Stock buybacks have become a major force in the capital markets despite the fact that they were illegal prior to 1982. In 2021, companies in the S&P 500 repurchased $882 billion of their outstanding stock which represents just under 3% of the market value of that index at the end of 2020. In the fourth quarter of 2021, buybacks reached an annualized rate of $1.08 trillion. While 2021 recorded a large number of IPOs, net issuance of stock was still a negative $600 billion according to Yardeni Research.
An examination of the trend in the S&P 500 Index versus the level of buybacks yields two major conclusions. First, the two are quite correlated indicating that buybacks are an important determinant of the direction of the stock market. Second, CFOs are poor market timers in that they purchase aggressively when stock prices are high and cut back on their buyback activity after prices decline. (I think it is supposed to be the other way around!)
What are the pros of stock repurchases? First, because of capital gains treatment, buybacks are a more tax efficient means of distributing profits to shareholders than dividends which are taxed at ordinary income rates. Second, repurchasing shares of an undervalued stock accrues to the benefit of all shareholders. (Although every management team believes their stock is undervalued!) Similarly, repurchases reduce the number of outstanding shares which should increase earnings per share, again benefiting shareholders. All other things being equal, a reduced number of shares should also increase the stock price based on supply and demand. Finally, a repurchase program can provide support to a stock during a market correction.
Unfortunately, there are a number of cons as well. As mentioned above, repurchasing shares increases earnings per share which can mask mediocre or poor performance by the underlying business. Second, some argue that these programs artificially raise stock prices which unjustly enriches managements who derive a large portion of their compensation from options and other equity-related vehicles. A third concern is that many buybacks are funded by the issuance of debt which increases corporate leverage.

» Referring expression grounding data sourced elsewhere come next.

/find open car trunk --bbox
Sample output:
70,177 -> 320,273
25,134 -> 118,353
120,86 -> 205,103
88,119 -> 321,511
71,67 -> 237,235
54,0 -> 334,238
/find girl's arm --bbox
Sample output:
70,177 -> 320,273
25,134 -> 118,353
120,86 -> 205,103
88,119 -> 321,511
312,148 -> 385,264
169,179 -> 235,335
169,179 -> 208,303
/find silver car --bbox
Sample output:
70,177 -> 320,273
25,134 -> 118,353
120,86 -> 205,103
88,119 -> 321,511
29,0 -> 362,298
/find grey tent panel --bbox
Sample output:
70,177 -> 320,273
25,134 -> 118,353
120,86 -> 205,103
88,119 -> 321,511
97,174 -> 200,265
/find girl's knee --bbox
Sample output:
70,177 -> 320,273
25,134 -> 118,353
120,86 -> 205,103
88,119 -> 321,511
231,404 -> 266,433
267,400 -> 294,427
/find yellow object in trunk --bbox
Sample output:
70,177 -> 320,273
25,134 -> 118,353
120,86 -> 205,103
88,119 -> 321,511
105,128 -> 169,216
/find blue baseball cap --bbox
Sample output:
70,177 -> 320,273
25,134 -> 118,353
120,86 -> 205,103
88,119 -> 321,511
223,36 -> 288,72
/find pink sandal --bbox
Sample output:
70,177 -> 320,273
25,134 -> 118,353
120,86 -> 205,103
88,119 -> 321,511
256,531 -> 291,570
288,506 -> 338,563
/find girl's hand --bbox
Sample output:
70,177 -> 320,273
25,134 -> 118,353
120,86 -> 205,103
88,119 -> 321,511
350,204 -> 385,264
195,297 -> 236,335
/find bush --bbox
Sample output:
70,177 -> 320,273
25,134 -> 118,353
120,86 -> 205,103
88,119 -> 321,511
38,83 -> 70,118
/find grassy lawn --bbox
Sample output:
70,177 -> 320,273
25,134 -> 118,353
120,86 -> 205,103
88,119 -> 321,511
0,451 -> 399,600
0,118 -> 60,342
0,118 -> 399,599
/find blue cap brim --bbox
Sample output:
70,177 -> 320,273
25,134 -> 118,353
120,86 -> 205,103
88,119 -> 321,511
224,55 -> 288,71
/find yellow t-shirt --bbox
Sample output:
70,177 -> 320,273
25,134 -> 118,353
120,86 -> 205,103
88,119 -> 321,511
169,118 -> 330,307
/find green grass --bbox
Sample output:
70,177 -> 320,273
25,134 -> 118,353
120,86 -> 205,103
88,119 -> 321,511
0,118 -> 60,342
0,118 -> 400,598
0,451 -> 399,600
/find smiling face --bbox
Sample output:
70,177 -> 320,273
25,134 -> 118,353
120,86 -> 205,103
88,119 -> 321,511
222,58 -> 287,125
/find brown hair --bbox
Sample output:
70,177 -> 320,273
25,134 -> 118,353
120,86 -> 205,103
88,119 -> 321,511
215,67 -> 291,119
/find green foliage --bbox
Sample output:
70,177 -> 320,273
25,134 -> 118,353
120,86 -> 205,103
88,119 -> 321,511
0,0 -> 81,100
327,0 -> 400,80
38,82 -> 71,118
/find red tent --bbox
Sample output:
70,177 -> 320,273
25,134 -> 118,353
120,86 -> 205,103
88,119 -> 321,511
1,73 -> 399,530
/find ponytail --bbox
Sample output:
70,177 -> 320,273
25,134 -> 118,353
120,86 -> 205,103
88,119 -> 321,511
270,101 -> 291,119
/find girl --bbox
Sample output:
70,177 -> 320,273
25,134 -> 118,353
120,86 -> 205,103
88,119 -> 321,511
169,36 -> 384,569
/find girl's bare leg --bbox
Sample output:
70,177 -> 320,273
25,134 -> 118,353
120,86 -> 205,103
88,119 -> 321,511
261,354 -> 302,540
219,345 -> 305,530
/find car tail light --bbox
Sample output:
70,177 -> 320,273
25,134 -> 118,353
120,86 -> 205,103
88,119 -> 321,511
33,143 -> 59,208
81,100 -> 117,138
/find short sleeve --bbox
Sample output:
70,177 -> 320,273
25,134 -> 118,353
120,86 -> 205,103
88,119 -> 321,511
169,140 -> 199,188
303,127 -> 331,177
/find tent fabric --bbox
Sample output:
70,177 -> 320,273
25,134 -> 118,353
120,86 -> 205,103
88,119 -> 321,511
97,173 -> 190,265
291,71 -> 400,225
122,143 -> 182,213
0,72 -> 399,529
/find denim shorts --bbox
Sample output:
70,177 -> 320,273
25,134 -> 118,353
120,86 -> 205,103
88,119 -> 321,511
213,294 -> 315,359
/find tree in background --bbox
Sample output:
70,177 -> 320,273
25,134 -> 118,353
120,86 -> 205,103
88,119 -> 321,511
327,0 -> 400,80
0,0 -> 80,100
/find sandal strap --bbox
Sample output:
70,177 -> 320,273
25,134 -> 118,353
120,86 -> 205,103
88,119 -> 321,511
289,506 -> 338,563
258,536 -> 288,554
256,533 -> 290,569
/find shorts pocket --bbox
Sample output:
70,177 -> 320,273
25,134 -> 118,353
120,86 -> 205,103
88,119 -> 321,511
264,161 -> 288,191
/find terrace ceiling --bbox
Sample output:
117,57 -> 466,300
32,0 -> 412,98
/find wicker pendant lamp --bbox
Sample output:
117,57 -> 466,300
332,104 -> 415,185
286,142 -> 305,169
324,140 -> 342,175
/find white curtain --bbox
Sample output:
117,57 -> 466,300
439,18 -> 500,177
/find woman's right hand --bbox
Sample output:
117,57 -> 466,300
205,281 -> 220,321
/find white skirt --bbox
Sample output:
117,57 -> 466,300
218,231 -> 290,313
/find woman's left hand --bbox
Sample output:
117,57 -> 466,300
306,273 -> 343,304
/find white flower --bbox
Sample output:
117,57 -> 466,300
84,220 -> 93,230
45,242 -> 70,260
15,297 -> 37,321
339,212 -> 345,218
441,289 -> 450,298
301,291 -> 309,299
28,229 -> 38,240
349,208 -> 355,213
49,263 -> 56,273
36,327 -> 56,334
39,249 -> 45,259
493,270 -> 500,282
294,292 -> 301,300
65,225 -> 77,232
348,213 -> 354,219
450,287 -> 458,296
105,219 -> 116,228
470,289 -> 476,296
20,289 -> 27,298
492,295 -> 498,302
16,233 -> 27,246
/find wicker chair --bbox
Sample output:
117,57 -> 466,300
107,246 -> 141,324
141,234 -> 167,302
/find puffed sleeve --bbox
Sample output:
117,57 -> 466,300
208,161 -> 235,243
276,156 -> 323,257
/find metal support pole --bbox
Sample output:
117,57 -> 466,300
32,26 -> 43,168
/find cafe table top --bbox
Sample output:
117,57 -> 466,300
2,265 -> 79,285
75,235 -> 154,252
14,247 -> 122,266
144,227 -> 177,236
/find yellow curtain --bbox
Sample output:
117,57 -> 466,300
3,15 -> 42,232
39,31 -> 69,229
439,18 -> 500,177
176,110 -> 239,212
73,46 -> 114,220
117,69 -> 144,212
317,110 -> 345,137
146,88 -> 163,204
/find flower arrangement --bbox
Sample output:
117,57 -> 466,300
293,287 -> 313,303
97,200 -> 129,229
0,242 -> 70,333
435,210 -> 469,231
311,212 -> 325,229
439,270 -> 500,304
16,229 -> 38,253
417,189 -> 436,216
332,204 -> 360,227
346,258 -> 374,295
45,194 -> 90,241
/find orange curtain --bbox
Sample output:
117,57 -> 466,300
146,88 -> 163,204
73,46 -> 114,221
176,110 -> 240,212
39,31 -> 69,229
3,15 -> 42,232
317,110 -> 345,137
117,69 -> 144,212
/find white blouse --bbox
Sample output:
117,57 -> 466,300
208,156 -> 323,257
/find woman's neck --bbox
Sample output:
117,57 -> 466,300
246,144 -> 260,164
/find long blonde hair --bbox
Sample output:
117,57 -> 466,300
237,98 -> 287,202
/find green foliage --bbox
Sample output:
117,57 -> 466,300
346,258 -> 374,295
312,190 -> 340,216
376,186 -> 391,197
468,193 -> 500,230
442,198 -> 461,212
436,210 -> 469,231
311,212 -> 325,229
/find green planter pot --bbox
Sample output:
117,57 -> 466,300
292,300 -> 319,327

However, I think the more important question is whether some portion of the funds allocated to share repurchases and the payment of dividends could be more productively used to fund research and development or capital expenditures that would make individual companies and our overall economy more competitive. It is very difficult to determine the “right” level of R&D and Capex spending, but here are few numbers to provide perspective. As compared to the sum of stock repurchases and dividends paid in 2021 of $1.39 trillion, research and development expenditures were $465 billion according to the National Science Foundation. Another data point is that capital expenditures in 2021 were approximately $2.1 trillion. Over the last ten years, funds allocated to share repurchases and dividends grew at an 8% annual rate as compared to 5% and 4% for R&D and Capex expenditures, respectively.
Several bills were proposed in Congress during the Fall of 2021 to impose a 1% to 2% excise tax on share repurchases. Of course, there were strong philosophical views on both sides of the argument as well as a third group that took the very pragmatic position that such a tax would be ineffective because it would not dissuade corporations from engaging in buybacks. In any case, this should remain a hot topic in both economic and political circles for the foreseeable future and we will weigh in as circumstances change.